He is purely your creation. Nature has very evidently given him up. He is dead. You are restoring him to life. You are making him, and he will be a monster, and with no mind.«

»He will be what you like, judge,« cried Trescott, in sudden, polite fury. »He will be anything, but, by God! he saved my boy.«

The judge interrupted in a voice trembling with emotion: »Trescott! Trescott! Don't I know?«

Trescott had subsided to a sullen mood. »Yes, you know,« he answered, acidly; »but you don't know all about your own boy being saved from death.« This was a perfectly childish allusion to the judge's bachelorhood. Trescott knew that the remark was infantile, but he seemed to take desperate delight in it.

But it passed the judge completely. It was not his spot.

»I am puzzled,« said he, in profound thought. »I don't know what to say.«

Trescott had become repentant. »Don't think I don't appreciate what you say, judge.
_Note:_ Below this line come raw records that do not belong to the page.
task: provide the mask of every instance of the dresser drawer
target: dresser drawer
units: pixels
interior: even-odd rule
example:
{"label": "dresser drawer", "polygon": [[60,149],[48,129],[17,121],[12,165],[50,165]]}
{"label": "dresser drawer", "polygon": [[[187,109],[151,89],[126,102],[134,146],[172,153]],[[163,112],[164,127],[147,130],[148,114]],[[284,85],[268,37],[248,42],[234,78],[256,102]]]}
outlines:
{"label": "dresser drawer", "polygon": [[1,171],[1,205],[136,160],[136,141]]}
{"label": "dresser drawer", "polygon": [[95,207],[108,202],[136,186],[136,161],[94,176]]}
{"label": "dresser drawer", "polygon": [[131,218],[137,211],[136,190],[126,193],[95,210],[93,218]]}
But –«

»Of course!« responded the judge, quickly. »Of course.«

»It –« began Trescott.

»Of course,« said the judge.

In silence they resumed their dinner.

»Well,« said the judge, ultimately, »it is hard for a man to know what to do.«

»It is,« said the doctor, fervidly.

There was another silence. It was broken by the judge:

»Look here, Trescott; I don't want you to think –«

»No, certainly not,« answered the doctor, earnestly.

»Well, I don't want you to think I would say anything to – It was only that I thought that I might be able to suggest to you that – perhaps – the affair was a little dubious.«

With an appearance of suddenly disclosing his real mental perturbation, the doctor said: »Well, what would you do? Would you kill him?« he asked, abruptly and sternly.

»Trescott, you fool,« said the old man, gently.

»Oh, well, I know, judge, but then –« He turned red, and spoke with new violence: »Say, he saved my boy – do you see? He saved my boy.«

»You bet he did,« cried the judge, with enthusiasm. »You bet he did.« And they remained for a time gazing at each other, their faces illuminated with memories of a certain deed.

After another silence, the judge said, »It is hard for a man to know what to do.«

 

 

XII

Late one evening Trescott, returning from a professional call, paused his buggy at the Hagenthorpe gate. He tied the mare to the old tin-covered post, and entered the house. Ultimately he appeared with a companion – a man who walked slowly and carefully, as if he were learning. He was wrapped to the heels in an old-fashioned ulster. They entered the buggy and drove away.

After a silence only broken by the swift and musical humming of the wheels on the smooth road, Trescott spoke. »Henry,« he said, »I've got you a home here with old Alek Williams. You will have everything you want to eat and a good place to sleep, and I hope you will get along there all right. I will pay all your expenses, and come to see you as often as I can. If you don't get along, I want you to let me know as soon as possible, and then we will do what we can to make it better.«

The dark figure at the doctor's side answered with a cheerful laugh. »These buggy wheels don' look like I washed 'em yestehday, docteh,« he said.

Trescott hesitated for a moment, and then went on insistently, »I am taking you to Alek Williams, Henry, and I –«

The figure chuckled again. »No, 'deed! No seh! Alek Williams don' know a hoss! 'Deed he don't. He don' know a hoss from a pig.« The laugh that followed was like the rattle of pebbles.

Trescott turned and looked sternly and coldly at the dim form in the gloom from the buggy-top. »Henry,« he said, »I didn't say anything about horses. I was saying –«

»Hoss? Hoss?« said the quavering voice from these near shadows. »Hoss? 'Deed I don't know all erbout a hoss! 'Deed I don't.« There was a satirical chuckle.

At the end of three miles the mare slackened and the doctor leaned forward, peering, while holding tight reins. The wheels of the buggy bumped often over out-cropping bowlders.